Une étude récente associe l'imagerie compassionnelle au traitement à la psilocybine : absorption durable, décentrage, auto-compassion et limites selon les profils psychologiques.
Un antécédent personnel ou familial de psychose ou de trouble bipolaire suffit, dans la quasi totalité des essais cliniques, à écarter un candidat d’une thérapie assistée par les psychédéliques. Cette règle protège des patients jugés vulnérables, mais elle repose sur des données longtemps restées limitées. Depuis quelques années, plusieurs équipes de recherche ont cherché à vérifier si ce risque redouté se confirme dans les faits. Leurs résultats invitent à revoir certaines certitudes établies depuis les premiers essais cliniques des années 1960. Ce risque est-il aussi élevé qu’on le pense et touche-t-il tous les patients de la même façon ?
Une prudence historique face à un risque mal quantifié
Depuis les débuts de la recherche moderne sur les psychédéliques, la psychose et le trouble bipolaire sont vus comme des contre-indications presque absolues, sans preuve solide à l’appui.
Le raisonnement biologique derrière l’exclusion
Le raisonnement qui sous-tend cette exclusion repose sur la pharmacologie de la psilocybine. Une fois absorbée, elle est transformée par l’organisme en psilocine, qui active partiellement le récepteur 5-HT2A, une sorte de porte d’entrée moléculaire présente dans le cerveau, sensible à la sérotonine. Selon Amanda E. Downey, de l’Université de Californie à San Francisco (États-Unis), cette action sur la sérotonine pourrait en théorie augmenter le risque de déclencher un épisode maniaque (une phase d’euphorie et d’agitation intense caractéristique du trouble bipolaire) chez les personnes vulnérables 1. La schizophrénie et le trouble bipolaire partagent par ailleurs un bagage génétique commun important, avec de nombreuses zones de leur code génétique en commun déjà repérées par la recherche. Cette proximité biologique nourrit une hypothèse simple, mais jamais totalement confirmée : activer ce même mécanisme cérébral chez une personne génétiquement vulnérable pourrait précipiter un épisode psychotique ou maniaque latent. C’est cette logique, plus que des données cliniques solides, qui a longtemps justifié l’exclusion systématique de ces patients.

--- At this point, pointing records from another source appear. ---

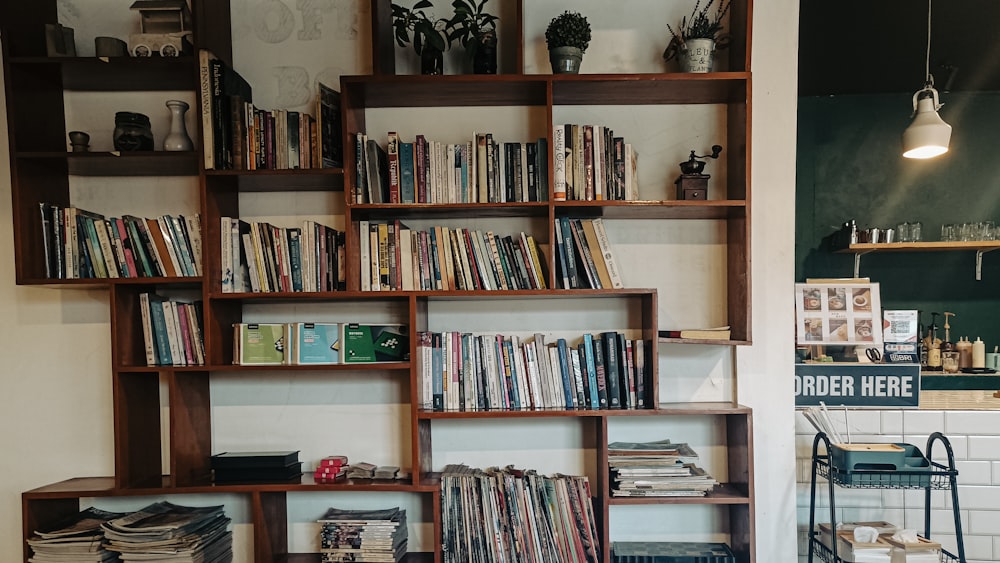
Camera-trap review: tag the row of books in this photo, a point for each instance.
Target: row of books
(241, 136)
(591, 163)
(467, 372)
(259, 257)
(448, 259)
(167, 532)
(516, 515)
(161, 531)
(656, 469)
(83, 244)
(483, 170)
(584, 257)
(303, 343)
(172, 331)
(363, 535)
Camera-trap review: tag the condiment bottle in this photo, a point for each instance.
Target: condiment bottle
(964, 348)
(978, 353)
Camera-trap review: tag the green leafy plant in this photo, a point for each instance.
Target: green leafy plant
(472, 26)
(568, 29)
(427, 32)
(701, 24)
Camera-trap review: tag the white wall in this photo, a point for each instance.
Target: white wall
(56, 342)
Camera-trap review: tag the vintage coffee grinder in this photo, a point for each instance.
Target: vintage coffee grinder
(692, 183)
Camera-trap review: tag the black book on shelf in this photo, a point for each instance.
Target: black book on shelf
(246, 460)
(258, 474)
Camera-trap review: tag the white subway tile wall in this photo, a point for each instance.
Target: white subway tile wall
(975, 441)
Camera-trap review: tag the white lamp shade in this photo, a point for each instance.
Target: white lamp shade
(928, 135)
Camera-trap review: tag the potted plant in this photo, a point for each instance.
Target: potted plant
(429, 38)
(567, 37)
(697, 38)
(476, 31)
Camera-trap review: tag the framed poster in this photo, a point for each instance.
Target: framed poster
(845, 314)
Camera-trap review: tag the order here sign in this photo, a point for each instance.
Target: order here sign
(858, 385)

Des critères hérités des premiers essais cliniques modernes
Cette prudence n’est pas propre à un essai en particulier. Elle découle de recommandations de sécurité publiées en 2008, qui excluaient déjà les personnes ayant un antécédent personnel ou familial de trouble psychotique ou bipolaire de la recherche sur les hallucinogènes, selon Ludwig Honk, de l’Institut Karolinska (Suède) 2. Depuis, la quasi totalité des essais cliniques modernes sur la psilocybine, le LSD ou la MDMA a repris ces critères tels quels. Peu d’équipes ont cherché à vérifier, avec des données récentes, si cette exclusion restait justifiée. Une synthèse récente portant sur l’ensemble de la littérature disponible a permis de mesurer, pour la première fois à cette échelle, l’ampleur réelle de ce risque.
Ce que révèle la plus grande méta-analyse sur le sujet
Une synthèse portant sur plus de cent trente études conclut que la psychose déclenchée par les psychédéliques reste rare, même chez les personnes vulnérables.

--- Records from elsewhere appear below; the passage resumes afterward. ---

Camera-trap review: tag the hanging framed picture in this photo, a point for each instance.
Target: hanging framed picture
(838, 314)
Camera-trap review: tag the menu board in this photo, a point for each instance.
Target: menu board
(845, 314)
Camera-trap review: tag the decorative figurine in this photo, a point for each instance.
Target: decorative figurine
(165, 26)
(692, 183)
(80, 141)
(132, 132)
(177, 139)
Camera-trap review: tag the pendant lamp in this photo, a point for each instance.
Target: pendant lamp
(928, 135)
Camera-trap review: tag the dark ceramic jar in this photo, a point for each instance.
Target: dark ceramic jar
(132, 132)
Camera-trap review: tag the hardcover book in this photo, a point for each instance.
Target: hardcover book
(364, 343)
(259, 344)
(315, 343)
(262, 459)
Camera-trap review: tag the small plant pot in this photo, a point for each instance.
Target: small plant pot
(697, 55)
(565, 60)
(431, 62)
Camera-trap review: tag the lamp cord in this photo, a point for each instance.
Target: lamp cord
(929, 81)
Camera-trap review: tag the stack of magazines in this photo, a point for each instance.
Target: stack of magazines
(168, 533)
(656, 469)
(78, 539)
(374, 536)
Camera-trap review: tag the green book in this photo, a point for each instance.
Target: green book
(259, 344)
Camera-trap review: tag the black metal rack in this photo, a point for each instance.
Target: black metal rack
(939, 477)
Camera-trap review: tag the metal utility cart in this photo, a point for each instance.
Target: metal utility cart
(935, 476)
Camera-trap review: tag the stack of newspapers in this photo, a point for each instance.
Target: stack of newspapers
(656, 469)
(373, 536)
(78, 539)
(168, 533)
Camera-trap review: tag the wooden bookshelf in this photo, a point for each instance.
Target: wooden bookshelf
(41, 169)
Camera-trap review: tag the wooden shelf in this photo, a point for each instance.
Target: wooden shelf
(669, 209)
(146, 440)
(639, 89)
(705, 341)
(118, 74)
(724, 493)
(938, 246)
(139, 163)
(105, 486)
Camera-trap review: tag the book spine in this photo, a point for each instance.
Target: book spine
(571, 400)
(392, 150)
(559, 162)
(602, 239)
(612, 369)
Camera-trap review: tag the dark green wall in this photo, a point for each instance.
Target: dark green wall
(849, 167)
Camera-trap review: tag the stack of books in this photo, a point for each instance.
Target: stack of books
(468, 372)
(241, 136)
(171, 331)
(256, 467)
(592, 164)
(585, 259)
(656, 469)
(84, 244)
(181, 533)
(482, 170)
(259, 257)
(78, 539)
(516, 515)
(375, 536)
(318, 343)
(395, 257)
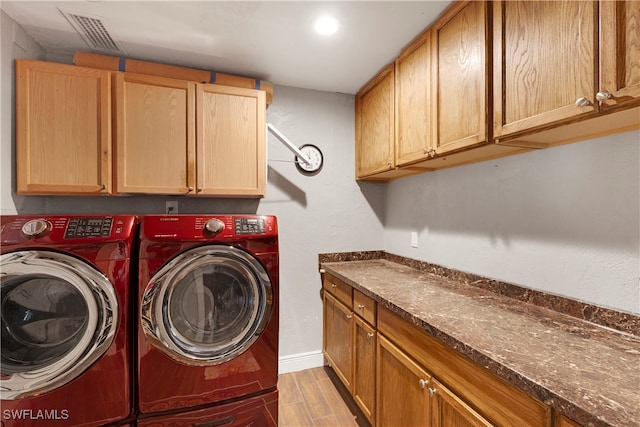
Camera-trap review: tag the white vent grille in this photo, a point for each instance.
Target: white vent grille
(94, 31)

Un risque rare en population générale et en essai clinique
Cette question a trouvé un début de réponse grâce à une méta-analyse conduite par Michel Sabé, des Hôpitaux universitaires de Genève (Suisse). Son équipe a passé en revue 131 publications distinctes, dont des essais randomisés contrôlés (la méthode la plus rigoureuse, avec un groupe de comparaison) et des études de cohorte, qui suivent un groupe de participants sur la durée 3. En combinant les données de neuf études comparables, les chercheurs ont calculé une incidence de 0,002% dans les études en population générale, de 0,2% dans les essais menés sans groupe de comparaison et de 0,6% dans les essais randomisés contrôlés, la référence la plus fiable en la matière. Ce dernier chiffre signifie que, sur mille participants recevant un psychédélique dans un cadre clinique rigoureux, six en moyenne développeraient un épisode psychotique attribuable à la substance.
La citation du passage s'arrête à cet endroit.